Ferret and Ilkeston are boats in the national collection, at the National Waterways Museum, Ellesmere Port. London Canal Museum is sponsoring the maintenance of these boats in partnership with the National Waterways Museum and the Boat Museum Society. We are providing funds to enable the BMS and the NWM to work together on the maintenance and restoration of the two boats.
The motor narrowboat Ferret was built by WJ Yarwoods of Northwich in 1926. She worked for Fellows, Morton and Clayton on the Birmingham Canal Navigations (registration no 1231; Birmingham registration no 1492). She was paired originally with the boat Urmston. Ferret is of composite construction, with wooden bottoms and steel hull sides. She is powered by a 15hp Bolinder engine and has a cargo capacity of 30 tons. The photographs show Ferret in late 2008 and late 2009 at Ellesesmere Port.
Ilkeston was built as a horse boat in 1912. For 33 years Ilkeston travelled the canals carrying all sorts of cargo until, in 1945, she was sold to the Bridgewater Department of the Manchester Ship Canal Company for £344. With her cabin and gear removed, Ilkeston was used as a mud boat on dredging operations on their Bridgewater Canal. She was renamed Mud Boat No. 3 (MB No.3), also just plain No.6. 1975 saw Ilkeston sold to Tim Wood and kept at Bulls Bridge Basin, where an extended back cabin was added to increase the living space. Use for a while as a camping boat, later being sold to a family from Nottingham in 1980, paired with ex-FMC steamer Vulcan, and used as a home.
When the wooden bottom eventually became unsound and leaks were making life unpleasant, in 1987 she was sold to Nottingham Canal Museum. A restoration to its original condition began with the renewal of all the bottom planking and the removal of the forward cabin. The boatmans cabin was renovated and repainted on the outside in the original Fellows, Morton and Clayton livery. Following closure of the Nottingham Canal Museum, the boat was transferred to the Boat Museum, Ellesmere Port, in 1999. A considerable amount of renovation work was done on Ilkeston and, after extensive research into similar horse-drawn narrow boats, running blocks were added to take the towline to a T-stud in the back cabin roof (through the framing at the front of the slide hole). This allows the steerer full control over the towline. In the years since 1999 the boat has deteriorated and now needs significant work, primarily on the cabin.
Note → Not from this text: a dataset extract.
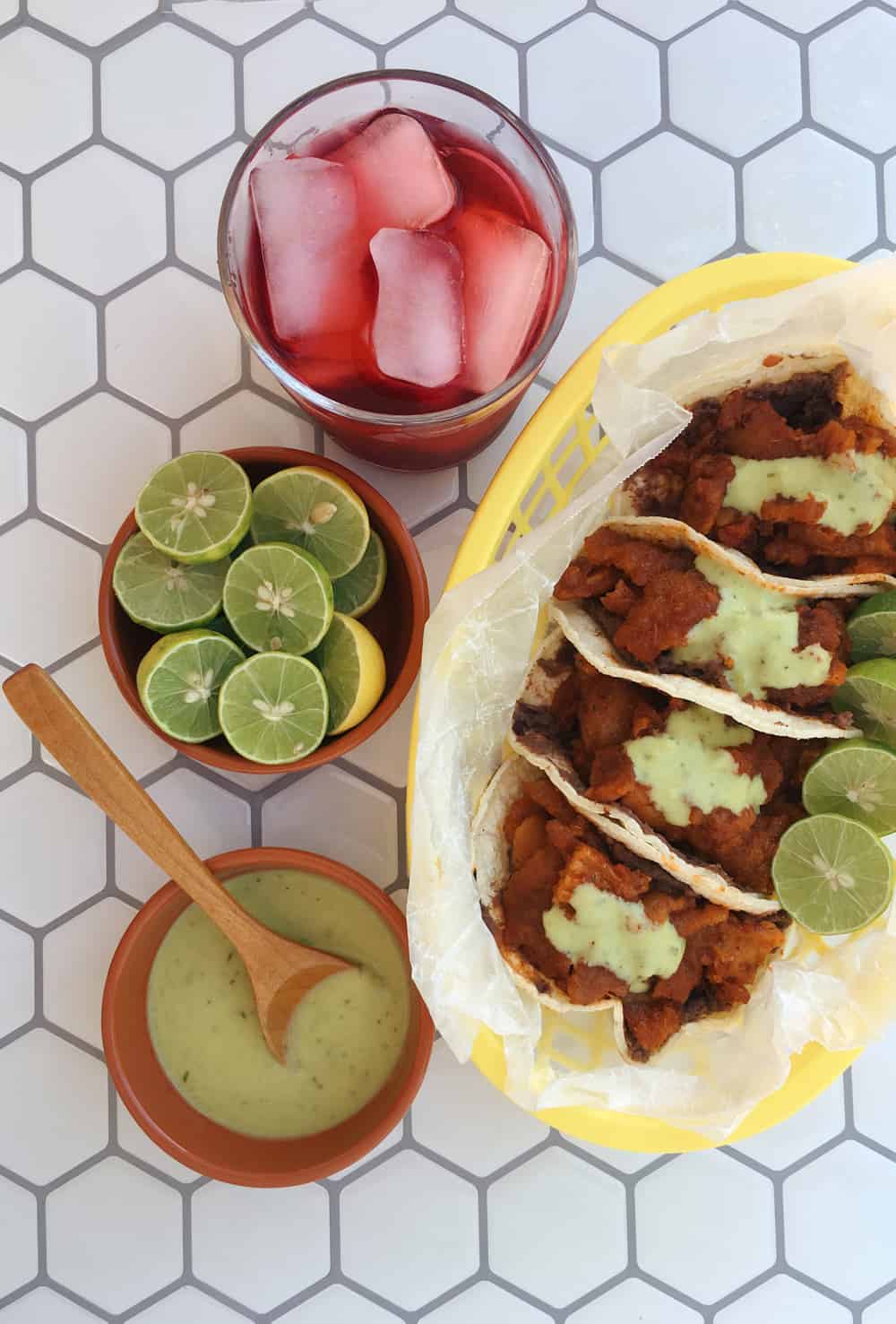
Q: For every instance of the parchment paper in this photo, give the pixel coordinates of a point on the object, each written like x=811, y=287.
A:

The pictures above in this paragraph show Ilkeston in 2009 at Ellesmere Port, where she is seen protected in covered accommodation but in obvious need of maintenance work.
The Heritage Boatyard is a project led by the National Waterways Museum and the Boat Museum Society. The BMS provides a great deal of voluntary labour and other support. The Heritage Boatyard is Lottery funded to train a number of young people in heritage skills that will keep alive the traditions and skills of boat maintenance. The sponsorship partners are the National Waterways Museum (Now part of The Canal and River Trust), the Boat Museum Society, and The Canal Museum Trust (the charity that runs London Canal Museum).
London Canal Museum is financially healthy but has no resources of labour or expertise or management time available for the project so our role is to pay the bills, within an agreed annual limit, for the materials and other expenses of restoration and repair of the two boats. The Boat Museum Society has an incredible team of dedicated volunteers who support the National Waterways Museum in many ways, including a substantial commitment to practical maintenance and repair work at the Heritage Boatyard. The National Waterways Museum owns the boats, provides curatorial guidance, employs a Boatyard Supervisor and manages the site and the overall programme in consultation with others.
By coming together in this partnership, we can ensure that these historic boats are preserved for the future benefit of the public and remain well cared-for in the national collection for many years to come.
In June July and August 2012, Ilkeston made a centenary journey from Ellesmere Port to the London Canal Museum, to celebrate its restoration, its centenary, and the partnership between museums that had helped to make restoration possible.
The day of arrival was 23rd August 2012 and a day of great celebration. The museum's tug Bantam IV towed Ilkeston from near Greenford to Regent's Park, and then a horse called Buddy took over and towed Ilkeston to King's Cross, accompanied by the media and many well-wishers. At the museum, there was a big welcome with a band playing, and 100 helium balloons were released from her hold as she approached the museum. The boat stayed at the museum until 24th September.
The interior of Ferret's cargo hold. The condition of the steelwork and the timber bottom planks, whilst not dangerous, is such that planned maintenance must be programmed before too long.
The interior of Ferret's cabin. The traditional striped painting of cabins has deteriorated and requires restoration.
An apprentice in the Heritage Boatyard scheme is seen working on the cabin of Ilkeston, September 2010. Ilkeston's cabin was undergoing a complete restoration at that time and new timbers can be seen in the picture.
Ilkeston has a small forecabin, which is in reasonably good condition. The interior is shown here in 2010. A forecabin would have been used as sleeping accommodation, often for children.